Thursday, October 1, 2009


Twenty-three years ago today, Daughter arrived in this world somewhat against her will. And if you know much about her, she has quite a will. When she was just two years old, she stood at the top of the stairs in her pink dress and white cowboy boots, demanding something or other. Probably a cupcake. When I didn't comply, she responded by holding her breath until she passed out, tumbling down the stairs.

Daughter got her head stuck between the wrought-iron railing of those same stairs when she was three. It didn't matter if we suggested that she "not stick her head between the rails," because if Daughter wanted to do something, well, she usually did it. The neighbors gathered to assess the situation and we alternately greased her head with oil and shortening and soap. Finally her dad got the jack from the car and pumped the iron railings far enough apart for her to remove her goopy little self. As I recall, she was mad that she had to take a bath afterward.

When she was not yet five, she announced that she was going to "ride her two-wheel bike now." I must have given her some sort of encouragement, because she ran outside. Less than thirty minutes later, she returned to the kitchen, urging me to watch her "ride a big girl bike." I figured she'd be scooting herself along, Fred-Flintstone style. Imagine my surprise when she hopped on the bike--by herself--and rode happily down the street, the wind blowing her pigtails.

Daughter came up missing one day when she was eight. I wasn't too concerned; we lived in a pleasant family neighborhood. But nonetheless, I went on a search. When I finally found her, she explained that she had been going from door-to-door selling tickets to a "show" that she would put on a few hours later on our front lawn. Before I chastised her, and explained that she "can't sell tickets to a show no one wants to see," she pulled wads of dollar bills from her pockets and looked up at me in delight. So, we had a show.

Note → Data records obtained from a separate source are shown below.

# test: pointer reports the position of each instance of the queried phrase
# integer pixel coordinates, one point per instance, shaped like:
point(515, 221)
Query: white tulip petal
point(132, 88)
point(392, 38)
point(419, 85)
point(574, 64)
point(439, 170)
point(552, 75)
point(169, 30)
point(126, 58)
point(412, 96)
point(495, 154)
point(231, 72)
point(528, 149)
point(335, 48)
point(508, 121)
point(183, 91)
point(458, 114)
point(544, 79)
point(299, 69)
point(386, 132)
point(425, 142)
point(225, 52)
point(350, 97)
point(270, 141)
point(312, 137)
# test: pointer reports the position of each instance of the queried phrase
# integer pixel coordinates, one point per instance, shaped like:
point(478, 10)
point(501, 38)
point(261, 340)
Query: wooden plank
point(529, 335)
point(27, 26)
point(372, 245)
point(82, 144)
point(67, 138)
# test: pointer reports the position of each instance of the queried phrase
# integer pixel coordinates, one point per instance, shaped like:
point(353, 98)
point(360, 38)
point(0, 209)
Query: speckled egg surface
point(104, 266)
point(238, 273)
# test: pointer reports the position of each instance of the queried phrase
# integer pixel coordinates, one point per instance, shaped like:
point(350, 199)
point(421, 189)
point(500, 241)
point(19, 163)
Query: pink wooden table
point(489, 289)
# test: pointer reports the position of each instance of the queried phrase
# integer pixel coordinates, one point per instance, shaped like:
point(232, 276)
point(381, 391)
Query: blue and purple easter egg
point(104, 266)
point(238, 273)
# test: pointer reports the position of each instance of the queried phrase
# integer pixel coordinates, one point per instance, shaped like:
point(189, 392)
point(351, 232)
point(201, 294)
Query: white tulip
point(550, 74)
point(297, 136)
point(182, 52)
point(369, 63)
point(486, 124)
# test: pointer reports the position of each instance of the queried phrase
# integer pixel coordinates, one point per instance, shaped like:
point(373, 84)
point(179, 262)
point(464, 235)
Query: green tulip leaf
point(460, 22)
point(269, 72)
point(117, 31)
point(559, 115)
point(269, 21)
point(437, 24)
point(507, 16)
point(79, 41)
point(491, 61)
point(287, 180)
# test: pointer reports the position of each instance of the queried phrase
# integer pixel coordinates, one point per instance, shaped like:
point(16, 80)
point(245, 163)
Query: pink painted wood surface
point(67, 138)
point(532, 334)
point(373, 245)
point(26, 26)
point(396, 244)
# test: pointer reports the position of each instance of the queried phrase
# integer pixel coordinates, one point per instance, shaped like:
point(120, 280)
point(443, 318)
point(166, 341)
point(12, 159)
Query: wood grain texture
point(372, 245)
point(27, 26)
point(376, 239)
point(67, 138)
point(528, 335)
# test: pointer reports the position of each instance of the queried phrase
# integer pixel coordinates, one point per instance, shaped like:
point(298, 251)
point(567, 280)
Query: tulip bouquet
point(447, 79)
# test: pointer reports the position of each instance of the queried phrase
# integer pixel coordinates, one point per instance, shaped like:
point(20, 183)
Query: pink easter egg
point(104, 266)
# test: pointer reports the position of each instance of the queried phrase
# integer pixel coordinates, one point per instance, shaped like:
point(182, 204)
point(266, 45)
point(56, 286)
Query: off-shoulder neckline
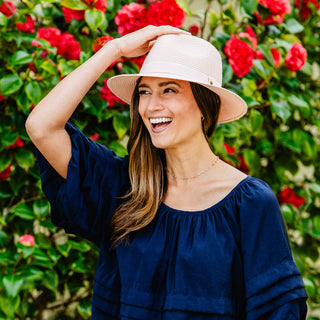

As she grew, that determination became her great asset. When my own mother died, my barely-sixteen year old daughter stepped up to the plate. Together we made 100 enchiladas for the family dinner, side by side. Daughter found the strength to sing at the funeral and to become my dearest friend and greatest ally.

And now, we "share a brain between us." I never laugh harder than when I am with Daughter. I never feel more hopeful than when we are together. I have hope for my Daughter, hope for myself and hope for many more years of birthdays.

I love you, Dottie.

1 comment:

Amanda P said...

And I love you! Thank you for making it possible for me to be here today!